Initializes a model from a config for a given model type.

Args
  • model_type (ModelType): Type of model to be initialized.

  • config (dict): Configuration containing hyperparams.

load_checkpoint

def load_checkpoint(checkpoint_path, device)

Initializes a model from a checkpoint (.pt file).

Args
  • checkpoint_path (str): Path to checkpoint file (.pt).
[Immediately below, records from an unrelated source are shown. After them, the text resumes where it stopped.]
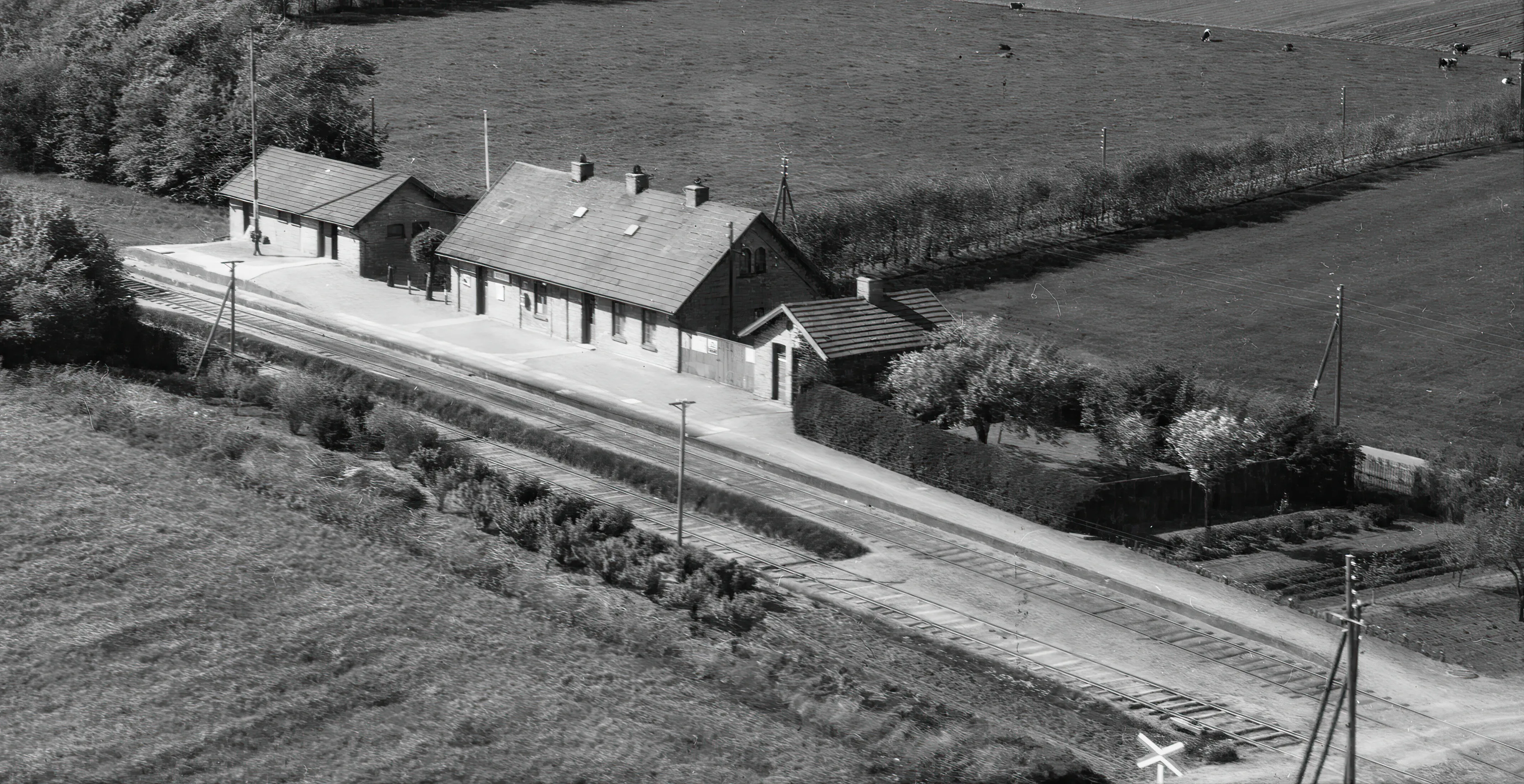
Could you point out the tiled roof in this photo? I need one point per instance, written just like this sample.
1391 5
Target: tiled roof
851 326
527 226
316 186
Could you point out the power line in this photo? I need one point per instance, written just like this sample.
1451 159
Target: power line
1185 279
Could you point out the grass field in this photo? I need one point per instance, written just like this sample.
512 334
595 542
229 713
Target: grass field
127 217
854 92
1433 263
1488 25
168 623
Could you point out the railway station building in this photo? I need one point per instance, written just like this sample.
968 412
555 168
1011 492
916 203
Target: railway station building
321 207
846 342
664 277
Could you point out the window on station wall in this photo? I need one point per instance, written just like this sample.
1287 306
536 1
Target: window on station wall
648 328
621 314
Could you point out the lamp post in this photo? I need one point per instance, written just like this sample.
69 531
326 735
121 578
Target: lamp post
682 463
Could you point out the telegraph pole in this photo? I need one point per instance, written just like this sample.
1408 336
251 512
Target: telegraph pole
254 125
1339 367
232 313
487 154
784 206
1343 115
682 463
1351 685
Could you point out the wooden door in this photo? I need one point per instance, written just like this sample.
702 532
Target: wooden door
778 366
589 314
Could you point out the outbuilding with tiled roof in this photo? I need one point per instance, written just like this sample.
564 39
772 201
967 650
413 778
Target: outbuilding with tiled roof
846 342
610 263
324 207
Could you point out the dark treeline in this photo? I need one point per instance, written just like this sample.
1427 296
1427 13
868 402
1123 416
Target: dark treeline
912 226
155 94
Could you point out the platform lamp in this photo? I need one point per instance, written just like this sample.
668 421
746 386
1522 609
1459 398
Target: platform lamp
682 463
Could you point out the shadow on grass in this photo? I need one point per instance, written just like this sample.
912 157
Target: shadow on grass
1026 264
441 8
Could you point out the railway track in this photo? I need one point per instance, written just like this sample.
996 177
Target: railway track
788 564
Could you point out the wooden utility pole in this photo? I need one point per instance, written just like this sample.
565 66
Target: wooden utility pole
1343 115
1351 678
1328 347
254 125
232 313
1339 366
682 463
1324 704
784 206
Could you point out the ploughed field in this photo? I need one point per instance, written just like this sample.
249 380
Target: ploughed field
1433 261
1488 25
855 92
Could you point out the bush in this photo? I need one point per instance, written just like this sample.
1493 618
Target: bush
983 473
331 428
401 433
1250 536
302 398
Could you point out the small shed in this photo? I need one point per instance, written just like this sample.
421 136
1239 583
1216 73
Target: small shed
327 209
846 342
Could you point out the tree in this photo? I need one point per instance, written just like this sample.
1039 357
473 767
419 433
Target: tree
1130 441
63 296
1210 444
1497 540
971 375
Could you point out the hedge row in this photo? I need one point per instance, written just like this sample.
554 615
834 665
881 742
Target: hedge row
635 471
584 535
882 434
907 226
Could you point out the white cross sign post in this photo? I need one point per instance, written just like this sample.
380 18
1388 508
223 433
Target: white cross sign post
1160 757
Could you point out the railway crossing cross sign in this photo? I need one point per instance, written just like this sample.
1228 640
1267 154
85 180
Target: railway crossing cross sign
1160 755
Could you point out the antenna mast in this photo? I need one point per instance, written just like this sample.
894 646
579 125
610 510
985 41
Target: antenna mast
784 206
254 125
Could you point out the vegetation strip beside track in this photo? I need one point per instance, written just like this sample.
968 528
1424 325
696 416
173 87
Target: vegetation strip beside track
784 567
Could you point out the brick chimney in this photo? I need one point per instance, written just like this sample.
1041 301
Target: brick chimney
581 171
696 194
636 182
871 290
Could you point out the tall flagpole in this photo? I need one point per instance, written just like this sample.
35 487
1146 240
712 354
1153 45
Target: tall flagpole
254 125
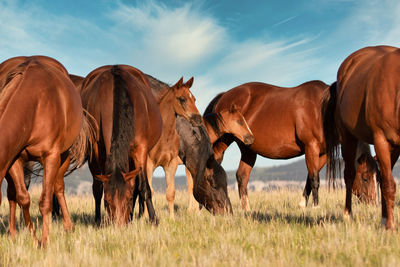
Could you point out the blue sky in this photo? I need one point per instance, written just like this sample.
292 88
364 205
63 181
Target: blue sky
221 43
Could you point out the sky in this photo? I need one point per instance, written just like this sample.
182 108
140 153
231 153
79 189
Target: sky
221 44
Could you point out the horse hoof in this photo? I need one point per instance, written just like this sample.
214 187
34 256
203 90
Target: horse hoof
302 203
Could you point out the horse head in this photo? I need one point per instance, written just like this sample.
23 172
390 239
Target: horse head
185 102
365 182
236 124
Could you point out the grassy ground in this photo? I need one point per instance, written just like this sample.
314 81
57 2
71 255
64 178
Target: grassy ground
275 233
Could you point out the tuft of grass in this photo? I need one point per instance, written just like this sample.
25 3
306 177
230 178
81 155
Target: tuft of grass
276 232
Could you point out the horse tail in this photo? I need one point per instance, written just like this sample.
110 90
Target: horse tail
123 129
81 149
211 106
331 133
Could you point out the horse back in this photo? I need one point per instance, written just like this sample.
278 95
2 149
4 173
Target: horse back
367 92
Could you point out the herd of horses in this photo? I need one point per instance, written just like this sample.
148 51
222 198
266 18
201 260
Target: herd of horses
126 123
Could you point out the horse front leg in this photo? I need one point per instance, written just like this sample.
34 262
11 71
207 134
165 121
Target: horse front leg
59 193
170 171
247 162
388 186
16 181
51 166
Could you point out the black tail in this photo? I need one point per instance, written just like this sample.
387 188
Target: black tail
211 106
331 134
123 130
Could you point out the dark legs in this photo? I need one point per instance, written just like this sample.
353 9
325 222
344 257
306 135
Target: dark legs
387 158
247 162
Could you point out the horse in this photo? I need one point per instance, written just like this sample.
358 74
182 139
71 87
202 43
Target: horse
51 116
365 186
165 152
228 121
209 178
364 106
147 124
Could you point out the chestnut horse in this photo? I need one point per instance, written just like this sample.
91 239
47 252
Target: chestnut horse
229 121
365 106
37 96
165 152
367 175
286 123
146 124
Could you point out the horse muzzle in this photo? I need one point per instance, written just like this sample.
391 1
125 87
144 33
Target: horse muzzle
248 139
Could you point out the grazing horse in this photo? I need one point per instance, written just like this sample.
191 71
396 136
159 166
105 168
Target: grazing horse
209 178
365 103
195 152
367 175
129 126
49 111
286 123
165 152
229 121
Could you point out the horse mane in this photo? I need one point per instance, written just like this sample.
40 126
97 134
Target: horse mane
159 88
215 120
211 106
122 131
331 134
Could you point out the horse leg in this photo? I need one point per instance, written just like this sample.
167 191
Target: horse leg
349 149
312 162
51 166
16 173
247 162
192 201
59 193
307 187
12 200
220 146
170 171
388 186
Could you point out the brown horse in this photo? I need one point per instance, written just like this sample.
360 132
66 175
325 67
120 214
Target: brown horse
228 121
367 175
286 123
144 120
50 112
364 106
165 152
210 186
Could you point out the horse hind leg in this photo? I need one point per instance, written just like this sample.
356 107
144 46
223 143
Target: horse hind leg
51 167
59 193
247 162
313 167
170 171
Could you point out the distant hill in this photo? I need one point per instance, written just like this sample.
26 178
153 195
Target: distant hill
80 182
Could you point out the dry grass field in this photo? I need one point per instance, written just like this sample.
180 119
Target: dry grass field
275 233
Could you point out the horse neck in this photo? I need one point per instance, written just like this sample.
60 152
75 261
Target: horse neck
166 106
362 148
215 127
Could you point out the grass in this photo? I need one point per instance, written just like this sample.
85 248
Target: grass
275 233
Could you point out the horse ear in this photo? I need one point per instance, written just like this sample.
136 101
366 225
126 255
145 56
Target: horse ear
179 83
130 175
233 108
105 178
189 83
362 158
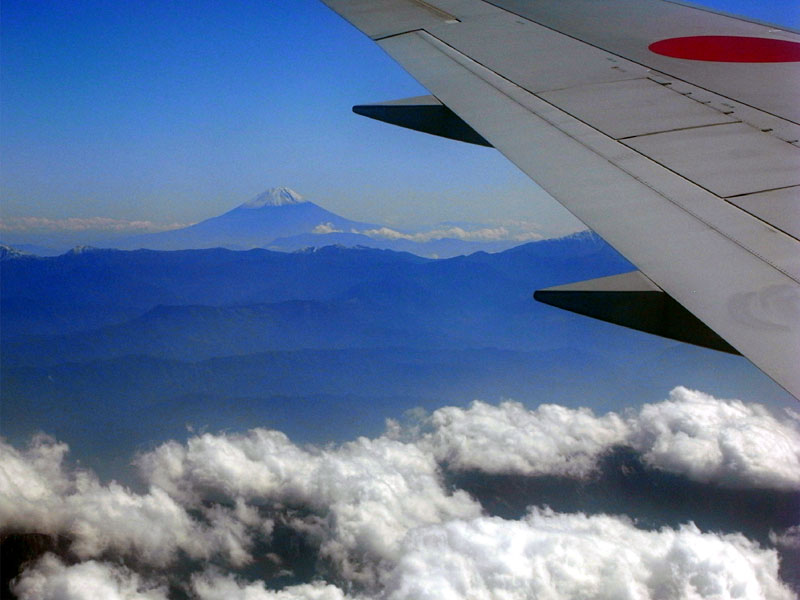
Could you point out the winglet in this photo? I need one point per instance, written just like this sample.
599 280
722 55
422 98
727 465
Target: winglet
632 300
423 113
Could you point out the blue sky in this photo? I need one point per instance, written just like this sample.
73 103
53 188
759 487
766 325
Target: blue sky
172 113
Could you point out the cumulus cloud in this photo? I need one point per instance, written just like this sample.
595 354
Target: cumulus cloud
725 442
51 579
721 441
22 224
551 555
38 493
364 495
382 523
512 439
215 586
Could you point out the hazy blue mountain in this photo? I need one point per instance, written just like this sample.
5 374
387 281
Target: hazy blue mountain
128 297
447 247
99 346
277 213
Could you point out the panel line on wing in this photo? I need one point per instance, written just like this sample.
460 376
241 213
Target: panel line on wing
562 122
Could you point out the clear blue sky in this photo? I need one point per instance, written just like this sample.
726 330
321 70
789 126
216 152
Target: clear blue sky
175 112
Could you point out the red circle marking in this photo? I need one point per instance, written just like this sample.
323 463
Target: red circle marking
728 48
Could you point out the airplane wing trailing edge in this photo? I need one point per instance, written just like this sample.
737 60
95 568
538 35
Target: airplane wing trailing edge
670 130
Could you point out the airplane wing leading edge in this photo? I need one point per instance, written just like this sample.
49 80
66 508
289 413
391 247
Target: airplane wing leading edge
669 130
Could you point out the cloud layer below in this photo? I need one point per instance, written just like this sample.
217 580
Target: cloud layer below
381 522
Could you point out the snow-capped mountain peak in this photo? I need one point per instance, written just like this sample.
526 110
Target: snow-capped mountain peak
281 196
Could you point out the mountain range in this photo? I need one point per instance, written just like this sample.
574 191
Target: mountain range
280 219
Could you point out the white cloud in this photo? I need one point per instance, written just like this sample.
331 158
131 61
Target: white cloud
383 521
215 586
722 441
39 493
365 494
324 228
555 556
51 579
512 439
726 442
484 234
23 224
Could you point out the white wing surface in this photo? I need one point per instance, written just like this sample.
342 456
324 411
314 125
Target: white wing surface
670 130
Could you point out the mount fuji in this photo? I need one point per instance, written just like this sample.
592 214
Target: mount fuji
278 213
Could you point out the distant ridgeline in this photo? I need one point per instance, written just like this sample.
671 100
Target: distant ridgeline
281 219
100 345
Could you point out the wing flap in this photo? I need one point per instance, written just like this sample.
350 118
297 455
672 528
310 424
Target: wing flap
633 301
733 271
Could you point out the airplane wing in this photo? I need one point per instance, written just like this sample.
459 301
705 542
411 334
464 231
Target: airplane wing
670 130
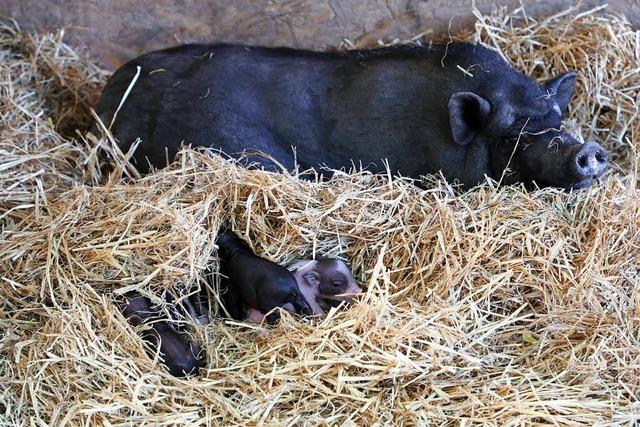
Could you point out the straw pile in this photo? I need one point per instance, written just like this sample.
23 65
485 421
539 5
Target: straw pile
495 305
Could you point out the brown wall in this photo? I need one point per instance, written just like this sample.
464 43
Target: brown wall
117 30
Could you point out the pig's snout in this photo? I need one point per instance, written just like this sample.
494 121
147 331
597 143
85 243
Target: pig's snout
187 364
589 162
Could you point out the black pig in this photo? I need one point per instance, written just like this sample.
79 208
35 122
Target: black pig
181 356
254 282
457 108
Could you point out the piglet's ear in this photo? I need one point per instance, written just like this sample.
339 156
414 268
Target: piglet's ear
134 319
468 114
562 88
312 278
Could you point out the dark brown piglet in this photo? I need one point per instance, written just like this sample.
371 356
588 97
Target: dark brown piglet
181 356
250 281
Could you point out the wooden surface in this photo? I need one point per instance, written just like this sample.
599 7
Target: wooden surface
115 31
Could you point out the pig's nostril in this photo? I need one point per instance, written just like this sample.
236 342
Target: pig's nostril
583 161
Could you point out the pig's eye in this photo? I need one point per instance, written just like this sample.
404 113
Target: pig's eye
512 139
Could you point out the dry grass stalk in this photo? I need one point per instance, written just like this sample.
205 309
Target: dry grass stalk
492 306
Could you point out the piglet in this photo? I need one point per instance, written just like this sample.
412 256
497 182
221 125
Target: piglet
321 282
181 356
328 280
256 283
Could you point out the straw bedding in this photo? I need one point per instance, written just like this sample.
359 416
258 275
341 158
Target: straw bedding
495 305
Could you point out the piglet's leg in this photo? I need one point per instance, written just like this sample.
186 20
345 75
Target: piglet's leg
200 307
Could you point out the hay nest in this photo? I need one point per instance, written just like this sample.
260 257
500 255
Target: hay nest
494 305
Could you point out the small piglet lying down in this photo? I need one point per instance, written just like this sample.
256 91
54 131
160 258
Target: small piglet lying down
254 286
181 356
255 282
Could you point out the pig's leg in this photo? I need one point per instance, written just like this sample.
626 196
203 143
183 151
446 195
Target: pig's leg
200 307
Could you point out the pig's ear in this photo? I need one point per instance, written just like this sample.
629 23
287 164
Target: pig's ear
562 88
312 278
468 114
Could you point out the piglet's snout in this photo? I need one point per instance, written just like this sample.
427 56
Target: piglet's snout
589 161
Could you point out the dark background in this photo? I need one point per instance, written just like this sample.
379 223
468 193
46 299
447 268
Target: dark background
115 31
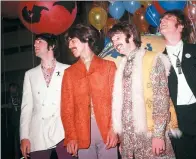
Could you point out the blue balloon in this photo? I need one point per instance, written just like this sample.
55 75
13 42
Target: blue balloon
116 9
170 5
131 6
152 16
106 41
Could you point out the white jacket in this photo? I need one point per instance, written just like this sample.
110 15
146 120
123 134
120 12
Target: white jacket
40 120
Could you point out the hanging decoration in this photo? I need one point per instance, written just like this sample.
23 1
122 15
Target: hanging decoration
140 21
98 17
116 9
152 16
170 5
131 6
53 17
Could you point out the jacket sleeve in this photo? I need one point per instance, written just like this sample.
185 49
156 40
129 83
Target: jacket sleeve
112 72
26 108
67 108
160 99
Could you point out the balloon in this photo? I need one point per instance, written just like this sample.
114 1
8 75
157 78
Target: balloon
131 6
116 9
170 5
106 41
53 17
109 24
9 9
190 12
97 17
158 7
140 21
146 3
152 16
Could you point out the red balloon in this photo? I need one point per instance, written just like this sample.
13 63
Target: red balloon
9 9
53 17
158 7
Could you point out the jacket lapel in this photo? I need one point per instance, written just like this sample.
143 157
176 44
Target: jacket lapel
172 82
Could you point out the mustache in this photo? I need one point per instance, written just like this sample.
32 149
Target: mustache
73 48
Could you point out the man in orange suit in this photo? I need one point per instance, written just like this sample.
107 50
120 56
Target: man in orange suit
86 99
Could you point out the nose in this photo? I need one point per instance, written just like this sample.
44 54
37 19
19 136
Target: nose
35 44
70 44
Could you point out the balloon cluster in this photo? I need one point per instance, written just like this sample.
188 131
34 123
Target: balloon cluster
145 14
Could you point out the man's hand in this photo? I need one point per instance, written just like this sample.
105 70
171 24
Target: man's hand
112 139
72 147
158 146
25 147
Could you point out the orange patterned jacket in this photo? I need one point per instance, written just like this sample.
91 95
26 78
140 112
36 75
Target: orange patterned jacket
78 87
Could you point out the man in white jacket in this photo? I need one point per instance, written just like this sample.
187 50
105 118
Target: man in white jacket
41 129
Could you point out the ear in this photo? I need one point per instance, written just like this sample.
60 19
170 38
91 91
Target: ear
180 27
51 48
131 38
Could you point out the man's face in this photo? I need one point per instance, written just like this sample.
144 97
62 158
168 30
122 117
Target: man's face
119 43
41 47
169 25
76 46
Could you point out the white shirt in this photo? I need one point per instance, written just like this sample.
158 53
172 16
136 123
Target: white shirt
184 96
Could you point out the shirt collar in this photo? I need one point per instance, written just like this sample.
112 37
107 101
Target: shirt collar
51 65
175 49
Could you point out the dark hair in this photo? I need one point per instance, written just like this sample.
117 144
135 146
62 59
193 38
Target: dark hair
85 34
181 20
128 29
51 39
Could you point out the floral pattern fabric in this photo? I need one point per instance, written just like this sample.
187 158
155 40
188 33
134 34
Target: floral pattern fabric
140 145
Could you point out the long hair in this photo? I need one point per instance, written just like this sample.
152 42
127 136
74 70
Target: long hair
181 20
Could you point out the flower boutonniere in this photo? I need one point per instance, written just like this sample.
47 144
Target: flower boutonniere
58 73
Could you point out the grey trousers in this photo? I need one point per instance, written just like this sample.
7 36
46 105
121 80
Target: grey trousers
97 149
46 154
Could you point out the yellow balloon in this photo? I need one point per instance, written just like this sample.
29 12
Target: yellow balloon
146 3
98 17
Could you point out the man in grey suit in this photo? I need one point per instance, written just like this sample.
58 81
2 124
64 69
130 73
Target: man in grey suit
182 86
41 129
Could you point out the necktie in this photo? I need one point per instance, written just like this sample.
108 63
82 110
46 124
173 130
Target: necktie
178 63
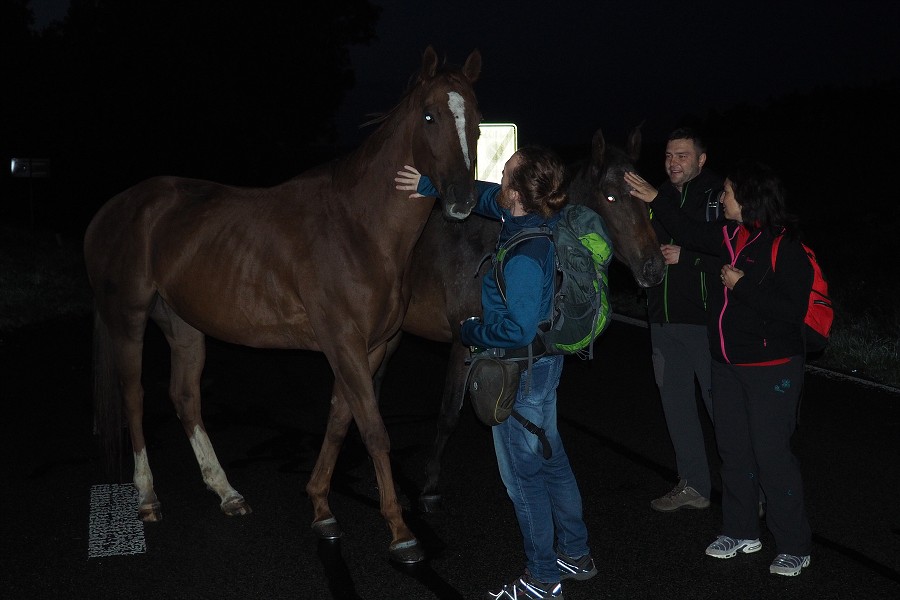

  • device (str): Device to put the model to ('cpu' or 'cuda').

Returns

class ModelType

is_autoregressive

def is_autoregressive()

Returns: bool: Whether the model is autoregressive.

class Model

__init__

def __init__()

generate

def generate(batch)

Generates phonemes for a text batch

Args
  • batch (Dict[str, torch.Tensor]): Dictionary containing 'text' (tokenized text tensor), 'text_len' (text length tensor), 'start_index' (phoneme start indices for AutoregressiveTransformer)
Returns
  • Tuple[torch.Tensor, torch.Tensor]: The predictions. The first element is a tensor (phoneme tokens)

class ForwardTransformer

__init__

def __init__(encoder_vocab_size, decoder_vocab_size, d_model, d_fft, layers, dropout, heads)

forward

def forward(batch)

Forward pass of the model on a data batch.

Args
  • batch (Dict[str, torch.Tensor]): Input batch entry 'text' (text tensor).
Returns
  • Tensor: Predictions.

generate

def generate(batch)

Inference pass on a batch of tokenized texts.

Args
  • batch (Dict[str, torch.Tensor]): Input batch with entry 'text' (text tensor).
Returns
  • Tuple: The first element is a Tensor (phoneme tokens) and the second element is a tensor (phoneme token probabilities).

from_config

def from_config(cls, config)

class AutoregressiveTransformer

__init__

def __init__(encoder_vocab_size, decoder_vocab_size, end_index, d_model, d_fft, encoder_layers, decoder_layers, dropout, heads)

forward

def forward(batch)

Foward pass of the model on a data batch.

Args
  • batch (Dict[str, torch.Tensor]): Input batch with entries 'text' (text tensor) and 'phonemes' (phoneme tensor for teacher forcing).
Returns
  • Tensor: Predictions.

generate

def generate(batch, max_len)

Inference pass on a batch of tokenized texts.

Args
  • batch (Dict[str, torch.Tensor]): Dictionary containing the input to the model with entries 'text' and 'start_index'

  • max_len (int): Max steps of the autoregressive inference loop.

Returns
  • Tuple: Predictions. The first element is a Tensor of phoneme tokens and the second element is a Tensor of phoneme token probabilities.

from_config

def from_config(cls, config)

Initializes an autoregressive Transformer model from a config. Args: config (dict): Configuration containing the hyperparams.

Returns
  • AutoregressiveTransformer: Model object.